Anybody can remember what happened last year. But remembering what’s going to happen next year? Even Google fails. But that’s never stopped us.

Remembering Things FutureThis year we’ll see a lot of trial activity in on-demand advertising, perhaps even some limited commercial introductions. But targeted advertising can’t get really big in 2010, given the relatively low distribution of EBIF and tru2way boxes out in the field and the lack of a standardized, industry-wide implementation for managing/selling/placing/distributing/delivering ads. Conditions won’t be right for all of that until the end of the year – if then.

A beer company will create an ad that does not involve boorish, idiotic behavior, and yet is still funny. It will die of loneliness.

A champion will rise in the industry, someone who will advocate for some way that service providers can safely host applications that any old thirdparty developer throws out there in a … well, in some sort of a market for applications, or … or an app store, if you will, some place where customers can just go and download them. Just because that would be hard to accomplish doesn’t mean your customers, many of them infatuated with their iPhones, will fail to complain that they can’t do the same on their TVs.

NBC will remain at the bottom of the ratings. Do not even think of giving Tony Danza or Ted Danson another sitcom; that path will not lead to success. It will not lead to leapfrogging Fox.
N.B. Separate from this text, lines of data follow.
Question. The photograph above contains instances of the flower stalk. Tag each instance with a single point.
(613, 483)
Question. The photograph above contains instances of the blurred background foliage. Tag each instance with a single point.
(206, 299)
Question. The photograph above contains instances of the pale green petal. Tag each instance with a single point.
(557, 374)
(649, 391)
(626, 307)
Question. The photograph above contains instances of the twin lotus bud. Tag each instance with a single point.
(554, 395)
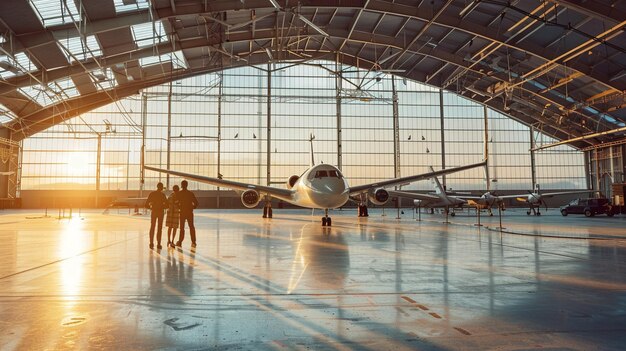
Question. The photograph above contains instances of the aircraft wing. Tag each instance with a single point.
(524, 197)
(414, 196)
(568, 192)
(279, 193)
(403, 180)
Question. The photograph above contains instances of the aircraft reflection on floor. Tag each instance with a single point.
(322, 257)
(372, 283)
(172, 283)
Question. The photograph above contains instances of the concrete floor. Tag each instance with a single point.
(374, 283)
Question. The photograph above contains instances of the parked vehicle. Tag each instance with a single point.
(588, 207)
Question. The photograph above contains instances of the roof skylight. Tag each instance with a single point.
(55, 91)
(52, 13)
(6, 115)
(177, 58)
(103, 79)
(130, 5)
(11, 67)
(75, 48)
(149, 34)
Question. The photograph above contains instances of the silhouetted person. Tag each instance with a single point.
(188, 202)
(173, 216)
(157, 202)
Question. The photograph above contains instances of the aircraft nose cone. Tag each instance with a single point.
(330, 194)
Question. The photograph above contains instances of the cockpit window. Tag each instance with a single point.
(334, 174)
(321, 174)
(328, 173)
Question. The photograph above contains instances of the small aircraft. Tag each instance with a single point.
(321, 186)
(535, 199)
(440, 199)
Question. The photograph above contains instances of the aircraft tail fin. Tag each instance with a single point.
(311, 138)
(439, 190)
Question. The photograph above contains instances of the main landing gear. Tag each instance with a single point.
(326, 221)
(363, 211)
(536, 213)
(267, 210)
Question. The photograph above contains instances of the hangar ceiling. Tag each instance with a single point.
(558, 65)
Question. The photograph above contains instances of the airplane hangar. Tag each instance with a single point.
(470, 154)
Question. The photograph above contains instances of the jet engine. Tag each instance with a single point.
(250, 198)
(292, 181)
(379, 196)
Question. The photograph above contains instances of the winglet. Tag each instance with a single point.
(311, 138)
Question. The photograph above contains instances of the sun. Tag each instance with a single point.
(79, 163)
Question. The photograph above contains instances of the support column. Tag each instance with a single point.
(588, 169)
(443, 138)
(6, 158)
(338, 86)
(396, 137)
(219, 136)
(486, 146)
(98, 162)
(597, 170)
(269, 123)
(144, 118)
(533, 168)
(169, 134)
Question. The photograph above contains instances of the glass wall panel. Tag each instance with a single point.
(304, 102)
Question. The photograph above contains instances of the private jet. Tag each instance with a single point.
(440, 199)
(535, 199)
(321, 186)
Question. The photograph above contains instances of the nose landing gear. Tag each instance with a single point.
(326, 221)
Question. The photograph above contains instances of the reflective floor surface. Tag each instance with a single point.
(377, 283)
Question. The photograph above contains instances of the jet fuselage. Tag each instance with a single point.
(321, 186)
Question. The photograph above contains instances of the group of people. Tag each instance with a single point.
(179, 206)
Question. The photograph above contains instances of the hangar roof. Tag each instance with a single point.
(558, 65)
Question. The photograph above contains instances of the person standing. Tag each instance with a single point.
(157, 202)
(188, 202)
(173, 216)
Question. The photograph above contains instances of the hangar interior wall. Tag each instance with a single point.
(218, 124)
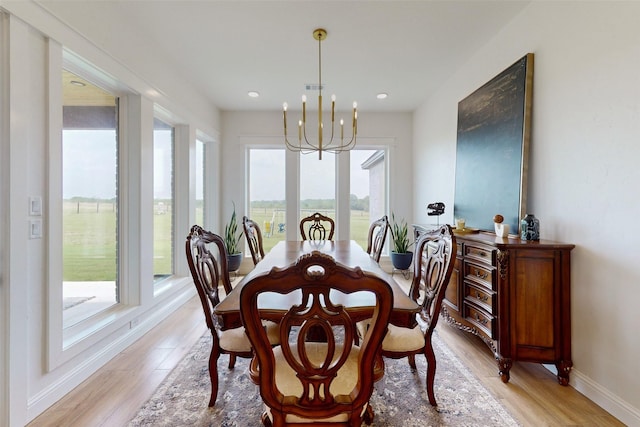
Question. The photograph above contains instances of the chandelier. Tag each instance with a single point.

Sometime during the summer lull, somebody is going to recall that the number of IPv4 addresses is getting depleted even faster than anticipated, and they will sound the alarm that unless some way to deal with the transition to IPv6 is adopted right quick, it’s going to mean chaos. Whatever the fix is (we’re betting on a number of fixes that can be used in multiple combinations), cable will implement it (them) in a tizzy at the last possible moment. Let’s just say we remember 7/07, and we recognize a bunch of procrastinators when we see them.

Motorola might finally split into multiple companies. Maybe. You know, depending on things. For instance, if the stars align, like, just right.

Somebody somewhere will announce a way to make phone calls with a handset on mobile WiMAX networks – maybe directly, maybe through something like Skype. And sometime in the first half of 2010, a handset will be promised for the last half of the year, or more likely the first quarter of 2011. Cable wants mobile telephony, but the question is can the back office software handle it? If yes, cable gets some semblance of mobile telephony in 2011. If not, 2012. Unless you’re Cox, in which case you’re already well into a rollout.

Home networking will continue to have the potential to become a multibillion-dollar industry. It will continue to actually be a multi-million-dollar industry. There are just too many moving parts and too many constituencies who think they can do it without bothering to coordinate (let alone cooperate) with everyone else.

Time Warner Cable will attempt to reintroduce metered usage. If it stubbornly insists on mapping service tiers to current usage levels, it will fail again. Comcast will successfully introduce metering because the vast majority of its customers won’t get anywhere near Comcast’s 250 GB metering cap, so they won’t care if their usage is metered. The question is if – once Comcast habituates its customers to metering – it can make the metering meaningful. But that’s a question for 2011.

Despite President Obama’s broadband stimulus, despite the latest version of the FCC’s interest in broadband connectivity and competition, and despite all of the attention AT&T and Verizon have earned for their TV services, in the upper left-hand corner of the country, the competitive environment is little changed from what it was six years ago. Because Qwest lacks the resources to be similarly competitive, by the end of 2010, the competitive environment in its territory will be little changed from what it had been seven years earlier. And, once again, no one will buy Qwest.

We were something like 5 of 10 with our predictions last year, depending on how you count. If we break .500 this year, someone’s going to have a heart attack, so as a preventive measure, we expanded our non-cable predictions. Yes, we called the Yankees in the World Series last year, but even we’ll admit that was a fluke.

This year, let’s go with Milwaukee over Anaheim in seven; in the NBA, it will be Boston over L.A. in six; D.C. United over Seattle in the MLS; and for Nascar’s Sprint Cup, we’re picking Jeff Gordon. Somewhere upwards of 200 people will consider themselves extremely lucky to find hotel rooms in Vancouver, Wash., at the end of February but will wonder where the Olympics are hiding.

Lady Gaga ends up with at least two Grammys, though Taylor Swift gets Best Album. Only somebody required to pick the Best Picture Oscar will try, and I’m not, but I’m calling Gabourey Sidibe for best actress. And if those guys from Juniper participate in the “Battle of the Bands” again, my money’s on them.